7. This position has been reiterated by the Supreme Court in a recent decision of the Supreme Court in Cooper Engineering Ltd. v. P.P. Mundhe : (1975)IILLJ379SC , where it was pointed out that the Labour Court should first decide as a preliminary issue whether the domestic enquiry has violated the principles, of natural justice and on such decision being pronounced it will be for the management to decide whether it will adduce any evidence before the Labour Court and if it chooses not to adduce any evidence, it will not be thereafter permissible in any proceeding to raise the issue.
8. These decisions of the Supreme Court highlight one fact, namely, that in case where a domestic enquiry has been found to be vitiated, the disciplinary proceedings do not automatically get invalidated and that it is open to the employer to support the action taken by him against the employee by adducing evidence before the Labour Court. It is then the Labour Court which goes into the question of misconduct and it is ultimately the decision of the Labour Court which really decides whether the action taken, by the management was called for or not.
9. The learned Member of the Industrial Court was, therefore, clearly acting under a misapprehension of the legal position when he took the view that when it was contended on behalf of the management that the Industrial Court could itself decide the question of misconduct, the domestic enquiry having been found vitiated, it was not entitled to assess the evidence itself.
10. Having regard to the law declared by the Supreme Court in the above two decisions, the present case demonstrates the inadvisability of deciding the issue of the validity of the domestic enquiry along with other issues necessitating un-necessary delay in disposing of matters.
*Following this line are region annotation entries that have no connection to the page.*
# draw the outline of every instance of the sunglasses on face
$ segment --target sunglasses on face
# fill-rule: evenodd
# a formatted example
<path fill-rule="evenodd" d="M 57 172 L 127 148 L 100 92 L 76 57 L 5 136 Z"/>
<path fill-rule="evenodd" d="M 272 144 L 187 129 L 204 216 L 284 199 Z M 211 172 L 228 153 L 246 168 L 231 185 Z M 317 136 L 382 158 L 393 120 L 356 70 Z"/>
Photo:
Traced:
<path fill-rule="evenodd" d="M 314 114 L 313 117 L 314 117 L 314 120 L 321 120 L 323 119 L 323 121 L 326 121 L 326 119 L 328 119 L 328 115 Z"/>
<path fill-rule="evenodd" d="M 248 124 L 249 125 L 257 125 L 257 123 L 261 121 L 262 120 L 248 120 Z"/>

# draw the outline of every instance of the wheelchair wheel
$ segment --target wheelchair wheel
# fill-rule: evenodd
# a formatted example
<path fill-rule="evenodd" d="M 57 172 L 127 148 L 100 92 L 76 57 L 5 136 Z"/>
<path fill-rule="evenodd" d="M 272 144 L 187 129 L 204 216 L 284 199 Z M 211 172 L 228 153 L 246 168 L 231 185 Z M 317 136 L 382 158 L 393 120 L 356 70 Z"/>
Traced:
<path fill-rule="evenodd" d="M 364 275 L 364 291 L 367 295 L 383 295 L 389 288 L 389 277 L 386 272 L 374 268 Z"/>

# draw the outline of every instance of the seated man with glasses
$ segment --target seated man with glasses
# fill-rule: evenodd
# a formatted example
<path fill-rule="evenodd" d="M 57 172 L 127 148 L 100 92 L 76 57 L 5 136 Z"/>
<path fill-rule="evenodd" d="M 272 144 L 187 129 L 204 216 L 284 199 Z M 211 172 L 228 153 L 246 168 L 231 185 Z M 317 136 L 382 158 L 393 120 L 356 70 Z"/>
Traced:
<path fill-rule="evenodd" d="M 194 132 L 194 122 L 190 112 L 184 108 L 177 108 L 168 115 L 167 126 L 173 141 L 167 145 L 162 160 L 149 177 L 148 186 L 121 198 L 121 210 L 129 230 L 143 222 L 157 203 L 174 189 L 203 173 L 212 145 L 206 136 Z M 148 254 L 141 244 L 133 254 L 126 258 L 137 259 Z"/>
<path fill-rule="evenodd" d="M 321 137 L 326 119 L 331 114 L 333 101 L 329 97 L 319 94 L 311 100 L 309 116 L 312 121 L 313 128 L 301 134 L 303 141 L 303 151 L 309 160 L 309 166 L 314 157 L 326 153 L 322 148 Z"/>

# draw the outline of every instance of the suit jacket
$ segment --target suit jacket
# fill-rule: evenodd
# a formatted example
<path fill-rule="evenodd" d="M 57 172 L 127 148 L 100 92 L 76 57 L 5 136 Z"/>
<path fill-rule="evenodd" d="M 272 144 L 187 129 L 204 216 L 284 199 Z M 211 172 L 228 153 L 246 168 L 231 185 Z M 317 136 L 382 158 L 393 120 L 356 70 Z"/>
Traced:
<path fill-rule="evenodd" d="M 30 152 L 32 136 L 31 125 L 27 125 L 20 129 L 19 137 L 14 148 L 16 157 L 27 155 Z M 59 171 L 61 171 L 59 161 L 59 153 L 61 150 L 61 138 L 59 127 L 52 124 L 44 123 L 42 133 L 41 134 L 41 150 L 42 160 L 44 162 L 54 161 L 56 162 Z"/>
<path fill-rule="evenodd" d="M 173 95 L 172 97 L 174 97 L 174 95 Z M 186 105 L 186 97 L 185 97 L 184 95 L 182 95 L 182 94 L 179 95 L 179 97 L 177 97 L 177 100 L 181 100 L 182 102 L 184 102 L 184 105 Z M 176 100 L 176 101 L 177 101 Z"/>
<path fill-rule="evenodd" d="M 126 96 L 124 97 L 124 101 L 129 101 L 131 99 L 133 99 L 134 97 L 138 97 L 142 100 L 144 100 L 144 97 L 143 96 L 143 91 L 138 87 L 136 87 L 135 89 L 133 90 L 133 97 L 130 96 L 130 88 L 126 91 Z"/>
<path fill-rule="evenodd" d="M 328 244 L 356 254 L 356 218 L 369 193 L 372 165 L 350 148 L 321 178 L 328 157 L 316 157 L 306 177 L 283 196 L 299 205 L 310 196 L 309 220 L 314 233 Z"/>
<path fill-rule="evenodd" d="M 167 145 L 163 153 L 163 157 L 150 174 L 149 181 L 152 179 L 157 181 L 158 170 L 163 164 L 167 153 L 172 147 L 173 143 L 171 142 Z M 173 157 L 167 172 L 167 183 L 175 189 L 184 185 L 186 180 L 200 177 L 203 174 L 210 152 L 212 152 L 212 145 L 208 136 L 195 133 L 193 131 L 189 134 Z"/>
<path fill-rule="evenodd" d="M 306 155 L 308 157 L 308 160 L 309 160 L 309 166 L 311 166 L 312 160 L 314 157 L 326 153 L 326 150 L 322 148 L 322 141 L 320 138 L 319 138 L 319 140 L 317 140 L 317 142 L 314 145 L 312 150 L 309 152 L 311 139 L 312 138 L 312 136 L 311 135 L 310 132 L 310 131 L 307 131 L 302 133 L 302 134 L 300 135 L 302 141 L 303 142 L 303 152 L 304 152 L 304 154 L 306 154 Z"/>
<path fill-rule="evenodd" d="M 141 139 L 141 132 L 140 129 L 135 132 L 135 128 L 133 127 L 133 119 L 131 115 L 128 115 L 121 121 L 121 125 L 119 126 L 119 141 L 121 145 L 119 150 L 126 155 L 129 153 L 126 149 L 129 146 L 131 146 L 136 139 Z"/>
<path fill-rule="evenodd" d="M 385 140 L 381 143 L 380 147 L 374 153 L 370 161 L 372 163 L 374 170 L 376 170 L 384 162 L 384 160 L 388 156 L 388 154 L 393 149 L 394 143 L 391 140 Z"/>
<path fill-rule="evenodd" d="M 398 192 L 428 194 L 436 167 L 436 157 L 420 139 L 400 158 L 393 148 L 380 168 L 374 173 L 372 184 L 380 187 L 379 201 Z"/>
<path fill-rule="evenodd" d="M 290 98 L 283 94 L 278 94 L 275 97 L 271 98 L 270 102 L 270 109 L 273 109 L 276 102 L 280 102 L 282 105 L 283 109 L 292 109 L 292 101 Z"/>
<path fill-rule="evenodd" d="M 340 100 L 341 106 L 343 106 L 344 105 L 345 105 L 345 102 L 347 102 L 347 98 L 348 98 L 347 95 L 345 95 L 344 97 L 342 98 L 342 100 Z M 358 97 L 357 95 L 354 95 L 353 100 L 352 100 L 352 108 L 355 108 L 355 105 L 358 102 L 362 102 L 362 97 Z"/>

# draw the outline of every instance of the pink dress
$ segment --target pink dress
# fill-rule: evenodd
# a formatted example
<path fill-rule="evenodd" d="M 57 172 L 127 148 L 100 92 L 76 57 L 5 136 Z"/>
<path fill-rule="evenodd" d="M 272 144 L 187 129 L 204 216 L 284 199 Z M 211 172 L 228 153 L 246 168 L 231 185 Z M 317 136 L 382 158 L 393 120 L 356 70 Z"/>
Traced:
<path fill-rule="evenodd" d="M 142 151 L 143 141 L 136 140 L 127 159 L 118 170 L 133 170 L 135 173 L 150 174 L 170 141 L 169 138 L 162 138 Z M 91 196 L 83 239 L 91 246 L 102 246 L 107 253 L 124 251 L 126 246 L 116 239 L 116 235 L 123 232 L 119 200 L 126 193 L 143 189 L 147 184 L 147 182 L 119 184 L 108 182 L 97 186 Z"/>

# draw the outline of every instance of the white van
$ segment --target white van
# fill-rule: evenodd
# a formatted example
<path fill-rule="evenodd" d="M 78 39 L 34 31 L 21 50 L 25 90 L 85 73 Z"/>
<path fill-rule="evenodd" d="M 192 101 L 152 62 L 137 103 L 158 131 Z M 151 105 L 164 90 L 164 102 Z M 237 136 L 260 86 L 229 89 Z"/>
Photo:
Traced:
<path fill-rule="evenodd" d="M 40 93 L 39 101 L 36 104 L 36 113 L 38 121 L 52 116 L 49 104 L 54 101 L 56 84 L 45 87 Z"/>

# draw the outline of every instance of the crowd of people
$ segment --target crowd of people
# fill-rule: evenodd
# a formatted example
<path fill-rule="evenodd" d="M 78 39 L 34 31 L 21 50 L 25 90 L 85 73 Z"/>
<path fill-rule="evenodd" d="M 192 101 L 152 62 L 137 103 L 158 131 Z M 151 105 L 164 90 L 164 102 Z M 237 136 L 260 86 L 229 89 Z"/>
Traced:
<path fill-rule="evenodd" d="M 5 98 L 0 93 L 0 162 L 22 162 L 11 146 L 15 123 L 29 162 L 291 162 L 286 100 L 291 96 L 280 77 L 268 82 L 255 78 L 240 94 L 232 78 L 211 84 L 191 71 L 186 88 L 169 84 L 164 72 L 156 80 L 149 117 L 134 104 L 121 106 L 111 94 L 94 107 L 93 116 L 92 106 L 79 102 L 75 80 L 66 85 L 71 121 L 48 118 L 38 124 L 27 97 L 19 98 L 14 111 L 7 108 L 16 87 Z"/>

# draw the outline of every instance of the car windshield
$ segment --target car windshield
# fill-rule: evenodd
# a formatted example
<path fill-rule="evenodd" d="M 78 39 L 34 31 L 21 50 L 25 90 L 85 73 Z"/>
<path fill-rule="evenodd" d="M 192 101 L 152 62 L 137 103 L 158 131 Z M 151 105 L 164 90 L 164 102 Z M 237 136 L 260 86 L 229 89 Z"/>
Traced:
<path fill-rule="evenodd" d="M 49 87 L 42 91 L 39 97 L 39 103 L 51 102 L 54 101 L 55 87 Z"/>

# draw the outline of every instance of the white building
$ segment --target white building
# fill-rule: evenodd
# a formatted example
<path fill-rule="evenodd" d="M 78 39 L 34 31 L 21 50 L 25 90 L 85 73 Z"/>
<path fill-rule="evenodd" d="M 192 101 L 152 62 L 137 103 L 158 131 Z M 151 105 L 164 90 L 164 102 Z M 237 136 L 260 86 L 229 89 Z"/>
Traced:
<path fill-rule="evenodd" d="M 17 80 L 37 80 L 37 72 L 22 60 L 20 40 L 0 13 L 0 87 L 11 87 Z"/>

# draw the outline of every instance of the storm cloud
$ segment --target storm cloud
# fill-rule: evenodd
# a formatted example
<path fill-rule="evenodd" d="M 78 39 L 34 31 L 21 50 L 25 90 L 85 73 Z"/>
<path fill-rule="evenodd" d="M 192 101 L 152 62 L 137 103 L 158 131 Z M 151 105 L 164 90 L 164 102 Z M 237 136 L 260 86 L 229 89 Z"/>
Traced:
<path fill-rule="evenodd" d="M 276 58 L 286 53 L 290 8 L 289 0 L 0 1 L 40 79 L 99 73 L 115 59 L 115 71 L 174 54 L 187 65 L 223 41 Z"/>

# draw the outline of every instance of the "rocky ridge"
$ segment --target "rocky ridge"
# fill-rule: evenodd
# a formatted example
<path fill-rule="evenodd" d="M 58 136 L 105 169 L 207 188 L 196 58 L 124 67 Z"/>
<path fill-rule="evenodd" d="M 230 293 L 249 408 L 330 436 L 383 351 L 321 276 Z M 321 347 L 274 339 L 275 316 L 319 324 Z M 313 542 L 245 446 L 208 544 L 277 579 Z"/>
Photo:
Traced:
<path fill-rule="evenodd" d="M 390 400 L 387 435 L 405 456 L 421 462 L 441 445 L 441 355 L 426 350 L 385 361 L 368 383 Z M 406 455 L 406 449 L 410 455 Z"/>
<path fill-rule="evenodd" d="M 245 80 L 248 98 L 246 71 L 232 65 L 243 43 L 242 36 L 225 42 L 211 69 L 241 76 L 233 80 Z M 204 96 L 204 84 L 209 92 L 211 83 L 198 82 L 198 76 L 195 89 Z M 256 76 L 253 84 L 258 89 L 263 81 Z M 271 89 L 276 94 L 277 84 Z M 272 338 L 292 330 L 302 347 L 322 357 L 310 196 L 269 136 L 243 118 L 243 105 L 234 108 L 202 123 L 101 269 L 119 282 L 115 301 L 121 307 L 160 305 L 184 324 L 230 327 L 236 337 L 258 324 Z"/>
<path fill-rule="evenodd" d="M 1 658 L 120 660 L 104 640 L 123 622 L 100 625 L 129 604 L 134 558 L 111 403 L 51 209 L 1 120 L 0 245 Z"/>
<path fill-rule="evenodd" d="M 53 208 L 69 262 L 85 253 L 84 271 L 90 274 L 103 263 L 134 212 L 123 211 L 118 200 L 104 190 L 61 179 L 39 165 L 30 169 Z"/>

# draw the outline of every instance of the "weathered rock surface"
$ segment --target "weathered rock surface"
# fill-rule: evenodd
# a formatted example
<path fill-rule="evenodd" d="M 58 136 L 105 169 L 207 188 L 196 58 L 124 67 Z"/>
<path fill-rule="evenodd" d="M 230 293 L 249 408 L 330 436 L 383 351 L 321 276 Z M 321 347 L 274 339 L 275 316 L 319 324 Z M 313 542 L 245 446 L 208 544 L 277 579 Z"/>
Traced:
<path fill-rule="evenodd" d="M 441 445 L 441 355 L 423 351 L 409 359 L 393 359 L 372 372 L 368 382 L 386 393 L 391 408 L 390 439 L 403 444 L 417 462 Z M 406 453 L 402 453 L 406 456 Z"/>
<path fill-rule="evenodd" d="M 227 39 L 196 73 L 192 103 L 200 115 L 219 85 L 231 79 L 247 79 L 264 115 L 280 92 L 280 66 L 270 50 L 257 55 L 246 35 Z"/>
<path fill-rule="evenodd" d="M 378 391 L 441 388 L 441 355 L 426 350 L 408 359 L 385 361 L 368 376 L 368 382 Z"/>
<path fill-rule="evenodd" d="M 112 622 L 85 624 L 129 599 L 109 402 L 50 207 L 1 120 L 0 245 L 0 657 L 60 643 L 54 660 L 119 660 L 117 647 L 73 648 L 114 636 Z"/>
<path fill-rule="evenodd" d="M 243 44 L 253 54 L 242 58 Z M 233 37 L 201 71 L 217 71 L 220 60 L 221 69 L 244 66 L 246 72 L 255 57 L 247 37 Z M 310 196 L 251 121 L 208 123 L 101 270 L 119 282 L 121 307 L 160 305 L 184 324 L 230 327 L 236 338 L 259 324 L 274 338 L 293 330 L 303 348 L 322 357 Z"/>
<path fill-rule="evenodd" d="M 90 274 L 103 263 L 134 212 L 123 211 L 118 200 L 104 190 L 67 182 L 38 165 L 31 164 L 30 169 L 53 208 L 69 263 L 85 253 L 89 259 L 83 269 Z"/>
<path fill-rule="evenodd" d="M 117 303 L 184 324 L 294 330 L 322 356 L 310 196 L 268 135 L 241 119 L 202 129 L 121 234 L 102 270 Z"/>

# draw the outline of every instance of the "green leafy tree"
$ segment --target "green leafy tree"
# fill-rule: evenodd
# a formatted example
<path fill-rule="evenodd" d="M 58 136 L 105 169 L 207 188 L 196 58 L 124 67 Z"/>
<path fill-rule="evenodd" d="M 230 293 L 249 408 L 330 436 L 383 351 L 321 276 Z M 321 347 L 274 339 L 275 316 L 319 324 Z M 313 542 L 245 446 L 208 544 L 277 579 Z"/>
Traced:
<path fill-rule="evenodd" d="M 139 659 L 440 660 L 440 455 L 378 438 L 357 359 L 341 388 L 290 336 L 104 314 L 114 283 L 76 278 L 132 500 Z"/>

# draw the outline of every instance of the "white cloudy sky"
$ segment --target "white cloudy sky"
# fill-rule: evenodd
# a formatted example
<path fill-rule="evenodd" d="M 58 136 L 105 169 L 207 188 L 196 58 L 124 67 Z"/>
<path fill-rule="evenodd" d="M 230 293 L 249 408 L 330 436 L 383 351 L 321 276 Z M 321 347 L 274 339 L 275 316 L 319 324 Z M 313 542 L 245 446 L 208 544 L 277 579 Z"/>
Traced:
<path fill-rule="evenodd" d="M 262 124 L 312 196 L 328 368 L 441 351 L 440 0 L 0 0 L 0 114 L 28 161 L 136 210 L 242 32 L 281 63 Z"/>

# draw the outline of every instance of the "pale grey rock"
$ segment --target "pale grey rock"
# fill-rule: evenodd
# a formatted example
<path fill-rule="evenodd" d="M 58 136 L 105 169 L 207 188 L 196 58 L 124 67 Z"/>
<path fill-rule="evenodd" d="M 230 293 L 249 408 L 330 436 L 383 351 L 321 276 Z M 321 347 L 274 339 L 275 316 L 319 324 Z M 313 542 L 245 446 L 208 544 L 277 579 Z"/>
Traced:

We do hope that the Labour Court bears in mind the decisions of the Supreme Court whenever action taken by the management against the employee is challenged, among other grounds, on the ground of invalidity of the domestic enquiry.
11. Having regard to the legal position as adumbrated above, while we are not disturbing the finding recorded by the Labour Court and the Industrial Court that there was an infirmity in the domestic enquiry, it is difficult for us to sustain the orders passed by the Labour Court and the Industrial Court setting aside the order of suspension made by the management against the employee. In our view, the matter must go back to the Labour Court for a determination of the question whether the management by evidence tendered before the Labour Court is in a position to sustain the action taken by it against respondent No. 3.
12. In the result, that part of the order of the Labour Court which sets aside the order of suspension of respondent No. 3 and that part of the order of the Industrial Court which confirms this order are quashed and the matter is remanded back to the Labour Court, Bombay, for a decision according to law in the light of the observations made in this judgment. It is open to the parties, if they so desire, to adduce such evidence as they wish and it will be open to the employee-respondent No. 3 to request the Labour Court to make available for cross-examination such witnesses as he desires irrespective of whether those witnesses are examined before the Labour Court by the management or not Petition is thus partly allowed. In the circumstances, there will be no order as to costs.